Let’s examine more specifically how Microsoft’s net neutrality efforts to date have backfired on the company.

• In lobbying the FCC for “connectivity principles”, Microsoft has ensured that it will be ensnared in any future FCC net regulation.

o In the FCC’s Policy Statement on Net Neutrality adopted September 23, 2005, the FCC declared: “the Commission has jurisdiction necessary to ensure that providers of telecommunications for Internet access or Internet Protocol-enabled (IP-enabled) services are operated in a neutral manner.”  The FCC has effectively declared that Microsoft’s Web services model is clearly under the FCC’s Title I regulatory authority.
o Policy principle number four of that FCC Policy Statement also states: “consumers are entitled to competition among network providers, application and service providers, and content providers”.
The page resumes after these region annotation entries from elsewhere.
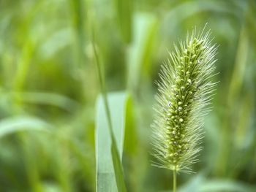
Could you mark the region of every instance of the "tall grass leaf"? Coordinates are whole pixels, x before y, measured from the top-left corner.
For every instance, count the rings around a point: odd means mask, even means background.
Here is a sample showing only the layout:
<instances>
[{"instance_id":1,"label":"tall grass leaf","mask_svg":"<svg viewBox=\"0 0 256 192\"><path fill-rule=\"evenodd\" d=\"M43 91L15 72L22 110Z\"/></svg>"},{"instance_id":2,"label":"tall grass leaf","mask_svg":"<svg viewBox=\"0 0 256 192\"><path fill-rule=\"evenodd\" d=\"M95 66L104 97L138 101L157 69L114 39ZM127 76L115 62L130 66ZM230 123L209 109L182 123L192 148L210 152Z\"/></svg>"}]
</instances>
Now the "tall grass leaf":
<instances>
[{"instance_id":1,"label":"tall grass leaf","mask_svg":"<svg viewBox=\"0 0 256 192\"><path fill-rule=\"evenodd\" d=\"M137 14L134 19L134 41L127 57L128 87L139 86L140 78L150 76L151 60L154 55L154 40L158 22L151 14Z\"/></svg>"},{"instance_id":2,"label":"tall grass leaf","mask_svg":"<svg viewBox=\"0 0 256 192\"><path fill-rule=\"evenodd\" d=\"M108 95L108 101L116 146L115 142L111 142L101 96L97 100L96 115L97 191L126 191L120 162L124 139L127 95L124 92L111 93Z\"/></svg>"},{"instance_id":3,"label":"tall grass leaf","mask_svg":"<svg viewBox=\"0 0 256 192\"><path fill-rule=\"evenodd\" d=\"M116 18L124 42L129 43L132 39L132 18L133 0L115 0Z\"/></svg>"},{"instance_id":4,"label":"tall grass leaf","mask_svg":"<svg viewBox=\"0 0 256 192\"><path fill-rule=\"evenodd\" d=\"M48 123L34 117L16 116L7 118L0 121L0 138L21 131L49 131L52 127Z\"/></svg>"}]
</instances>

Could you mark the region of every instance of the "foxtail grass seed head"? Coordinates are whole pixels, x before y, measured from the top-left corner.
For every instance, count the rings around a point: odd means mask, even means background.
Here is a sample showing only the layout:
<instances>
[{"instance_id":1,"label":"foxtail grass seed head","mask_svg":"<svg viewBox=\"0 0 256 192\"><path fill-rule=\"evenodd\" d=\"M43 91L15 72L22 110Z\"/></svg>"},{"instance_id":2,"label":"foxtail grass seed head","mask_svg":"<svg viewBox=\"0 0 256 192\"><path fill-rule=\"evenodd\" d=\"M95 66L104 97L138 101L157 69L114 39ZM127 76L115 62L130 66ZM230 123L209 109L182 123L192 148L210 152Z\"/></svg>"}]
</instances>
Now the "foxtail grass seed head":
<instances>
[{"instance_id":1,"label":"foxtail grass seed head","mask_svg":"<svg viewBox=\"0 0 256 192\"><path fill-rule=\"evenodd\" d=\"M174 46L162 66L153 128L154 165L192 172L201 150L203 118L209 111L217 47L210 32L195 29Z\"/></svg>"}]
</instances>

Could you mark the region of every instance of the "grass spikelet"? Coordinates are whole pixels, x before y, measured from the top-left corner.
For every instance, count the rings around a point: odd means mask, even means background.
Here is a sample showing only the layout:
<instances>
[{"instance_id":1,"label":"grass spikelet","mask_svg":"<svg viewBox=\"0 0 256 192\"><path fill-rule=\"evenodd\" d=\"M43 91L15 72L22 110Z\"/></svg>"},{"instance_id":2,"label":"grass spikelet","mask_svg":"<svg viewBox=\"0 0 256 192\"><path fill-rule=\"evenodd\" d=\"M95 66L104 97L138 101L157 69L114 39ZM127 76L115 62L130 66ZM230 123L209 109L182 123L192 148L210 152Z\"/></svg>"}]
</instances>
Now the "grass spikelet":
<instances>
[{"instance_id":1,"label":"grass spikelet","mask_svg":"<svg viewBox=\"0 0 256 192\"><path fill-rule=\"evenodd\" d=\"M174 172L191 172L203 138L203 118L209 112L217 82L210 31L195 29L185 42L174 45L162 66L153 127L154 165ZM174 174L173 174L174 175ZM176 178L175 178L176 179Z\"/></svg>"}]
</instances>

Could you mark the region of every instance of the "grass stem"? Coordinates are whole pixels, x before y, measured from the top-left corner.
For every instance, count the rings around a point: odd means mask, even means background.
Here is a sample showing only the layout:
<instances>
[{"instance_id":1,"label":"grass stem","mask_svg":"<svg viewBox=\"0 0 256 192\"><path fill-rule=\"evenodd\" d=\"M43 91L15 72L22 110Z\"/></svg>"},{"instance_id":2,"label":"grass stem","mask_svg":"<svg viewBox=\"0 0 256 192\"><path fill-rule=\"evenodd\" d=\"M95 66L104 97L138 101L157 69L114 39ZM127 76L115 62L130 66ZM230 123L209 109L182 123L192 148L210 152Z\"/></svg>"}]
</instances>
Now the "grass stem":
<instances>
[{"instance_id":1,"label":"grass stem","mask_svg":"<svg viewBox=\"0 0 256 192\"><path fill-rule=\"evenodd\" d=\"M176 178L176 169L174 169L173 171L173 192L176 192L176 181L177 181L177 178Z\"/></svg>"}]
</instances>

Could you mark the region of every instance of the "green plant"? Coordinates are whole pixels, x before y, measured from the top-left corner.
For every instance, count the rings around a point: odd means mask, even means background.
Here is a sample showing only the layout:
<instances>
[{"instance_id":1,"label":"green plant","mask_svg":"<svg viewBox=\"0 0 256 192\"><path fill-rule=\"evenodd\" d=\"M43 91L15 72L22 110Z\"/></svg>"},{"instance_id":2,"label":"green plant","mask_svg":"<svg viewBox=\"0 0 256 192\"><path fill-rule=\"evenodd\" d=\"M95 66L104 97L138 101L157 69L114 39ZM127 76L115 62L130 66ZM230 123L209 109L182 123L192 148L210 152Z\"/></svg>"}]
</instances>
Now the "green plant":
<instances>
[{"instance_id":1,"label":"green plant","mask_svg":"<svg viewBox=\"0 0 256 192\"><path fill-rule=\"evenodd\" d=\"M209 112L212 92L217 82L214 56L217 47L209 39L210 31L198 34L195 29L186 42L175 45L165 64L157 82L159 93L153 123L155 166L176 172L192 172L191 165L201 150L203 117Z\"/></svg>"}]
</instances>

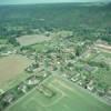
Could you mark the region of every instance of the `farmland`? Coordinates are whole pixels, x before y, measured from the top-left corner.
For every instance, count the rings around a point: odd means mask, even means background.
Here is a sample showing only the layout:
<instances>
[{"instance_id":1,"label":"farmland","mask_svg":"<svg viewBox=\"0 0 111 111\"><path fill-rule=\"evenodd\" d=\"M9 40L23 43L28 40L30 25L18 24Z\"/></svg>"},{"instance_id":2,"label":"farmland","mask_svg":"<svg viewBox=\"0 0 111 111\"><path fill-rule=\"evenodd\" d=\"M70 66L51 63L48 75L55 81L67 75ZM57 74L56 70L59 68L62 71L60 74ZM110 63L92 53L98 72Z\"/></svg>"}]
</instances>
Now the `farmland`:
<instances>
[{"instance_id":1,"label":"farmland","mask_svg":"<svg viewBox=\"0 0 111 111\"><path fill-rule=\"evenodd\" d=\"M111 3L0 6L0 111L110 110Z\"/></svg>"},{"instance_id":2,"label":"farmland","mask_svg":"<svg viewBox=\"0 0 111 111\"><path fill-rule=\"evenodd\" d=\"M90 93L71 84L69 81L52 77L43 82L56 92L52 98L47 98L34 89L24 98L16 102L7 111L110 111L111 107L97 100Z\"/></svg>"},{"instance_id":3,"label":"farmland","mask_svg":"<svg viewBox=\"0 0 111 111\"><path fill-rule=\"evenodd\" d=\"M22 36L22 37L17 38L18 42L21 46L30 46L34 43L40 43L43 41L48 41L50 39L51 37L42 36L42 34Z\"/></svg>"},{"instance_id":4,"label":"farmland","mask_svg":"<svg viewBox=\"0 0 111 111\"><path fill-rule=\"evenodd\" d=\"M17 79L30 63L31 60L18 54L0 58L0 88Z\"/></svg>"}]
</instances>

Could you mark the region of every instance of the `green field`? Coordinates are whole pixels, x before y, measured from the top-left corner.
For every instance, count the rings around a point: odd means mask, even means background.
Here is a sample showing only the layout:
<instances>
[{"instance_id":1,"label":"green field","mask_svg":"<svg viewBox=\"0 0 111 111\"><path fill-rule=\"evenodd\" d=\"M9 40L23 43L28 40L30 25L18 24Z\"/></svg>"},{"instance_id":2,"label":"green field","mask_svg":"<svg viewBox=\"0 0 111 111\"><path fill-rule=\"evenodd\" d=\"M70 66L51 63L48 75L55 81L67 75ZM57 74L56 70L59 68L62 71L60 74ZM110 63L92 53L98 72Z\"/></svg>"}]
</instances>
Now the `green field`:
<instances>
[{"instance_id":1,"label":"green field","mask_svg":"<svg viewBox=\"0 0 111 111\"><path fill-rule=\"evenodd\" d=\"M0 88L9 89L9 85L14 84L12 81L17 82L30 63L32 60L20 54L0 58Z\"/></svg>"},{"instance_id":2,"label":"green field","mask_svg":"<svg viewBox=\"0 0 111 111\"><path fill-rule=\"evenodd\" d=\"M47 37L43 34L31 34L31 36L22 36L22 37L17 38L17 41L21 46L30 46L30 44L40 43L43 41L49 41L49 40L51 40L51 37Z\"/></svg>"},{"instance_id":3,"label":"green field","mask_svg":"<svg viewBox=\"0 0 111 111\"><path fill-rule=\"evenodd\" d=\"M110 105L67 80L54 77L44 84L56 92L52 98L34 89L7 111L111 111Z\"/></svg>"}]
</instances>

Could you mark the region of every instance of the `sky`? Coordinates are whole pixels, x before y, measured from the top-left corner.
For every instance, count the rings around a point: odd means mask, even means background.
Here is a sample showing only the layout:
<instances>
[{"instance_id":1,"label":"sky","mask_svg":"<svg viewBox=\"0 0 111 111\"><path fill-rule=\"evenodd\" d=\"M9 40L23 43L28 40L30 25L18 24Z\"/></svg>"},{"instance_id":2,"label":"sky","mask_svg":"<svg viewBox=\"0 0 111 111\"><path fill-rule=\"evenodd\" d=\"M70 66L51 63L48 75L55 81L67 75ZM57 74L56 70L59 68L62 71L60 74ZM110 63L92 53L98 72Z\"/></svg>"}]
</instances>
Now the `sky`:
<instances>
[{"instance_id":1,"label":"sky","mask_svg":"<svg viewBox=\"0 0 111 111\"><path fill-rule=\"evenodd\" d=\"M95 2L111 0L0 0L0 4L49 3L49 2Z\"/></svg>"}]
</instances>

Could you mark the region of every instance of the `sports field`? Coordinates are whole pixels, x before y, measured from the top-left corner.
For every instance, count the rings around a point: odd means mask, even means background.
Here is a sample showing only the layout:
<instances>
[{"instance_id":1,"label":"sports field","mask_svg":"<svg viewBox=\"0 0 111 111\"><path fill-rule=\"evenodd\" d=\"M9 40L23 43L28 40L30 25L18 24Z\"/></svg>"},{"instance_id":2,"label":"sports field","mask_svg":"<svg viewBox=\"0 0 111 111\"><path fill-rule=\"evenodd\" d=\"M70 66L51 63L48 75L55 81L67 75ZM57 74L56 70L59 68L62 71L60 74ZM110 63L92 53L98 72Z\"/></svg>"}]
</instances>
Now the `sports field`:
<instances>
[{"instance_id":1,"label":"sports field","mask_svg":"<svg viewBox=\"0 0 111 111\"><path fill-rule=\"evenodd\" d=\"M51 37L42 36L42 34L22 36L22 37L17 38L18 42L21 46L30 46L34 43L40 43L43 41L48 41L50 39Z\"/></svg>"},{"instance_id":2,"label":"sports field","mask_svg":"<svg viewBox=\"0 0 111 111\"><path fill-rule=\"evenodd\" d=\"M44 85L56 92L52 98L34 89L7 111L111 111L110 105L67 80L54 77Z\"/></svg>"},{"instance_id":3,"label":"sports field","mask_svg":"<svg viewBox=\"0 0 111 111\"><path fill-rule=\"evenodd\" d=\"M23 56L13 54L0 58L0 88L8 81L17 79L30 63L31 60Z\"/></svg>"}]
</instances>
• In choosing to align with ItsOurNet and’s Save the Internet coalition, Microsoft lost control of its policy agenda and fumbled the opportunity to get some net neutrality language into law as part of franchise reform legislation this past year. Microsoft was interested in getting some compromise net neutrality language into law before the FCC’s decision to de-regulate DSL went into full force this fall.

o In overplaying their hand, Net neutrality supporters have gone from having a lot of negotiating leverage to get something on a bill that could have passed into law -- to having much less leverage to move a new legislative vehicle from scratch that has very little chance of passing in to law.
o Moreover, in aligning with Google and, rather than taking a non-aligned approach like Cisco on net neutrality, Microsoft has put itself at much greater political and regulatory risk than necessary to achieve its objectives.

III. Conclusion

In short, no company has more to lose from a preemptive and activist regulatory approach like Net Neutrality than Microsoft. The DOJ and the Courts have ruled Microsoft a monopoly. Microsoft still has more market power in more markets, which affords Microsoft more potential to discriminate on the Internet than any other company.

It has been said that those who don’t learn from the past are doomed to repeat it. If Microsoft’s senior executives don’t appreciate how their Washington problems could get much worse with permanent economic regulation and government micromanagement, Microsoft is destined to that fate.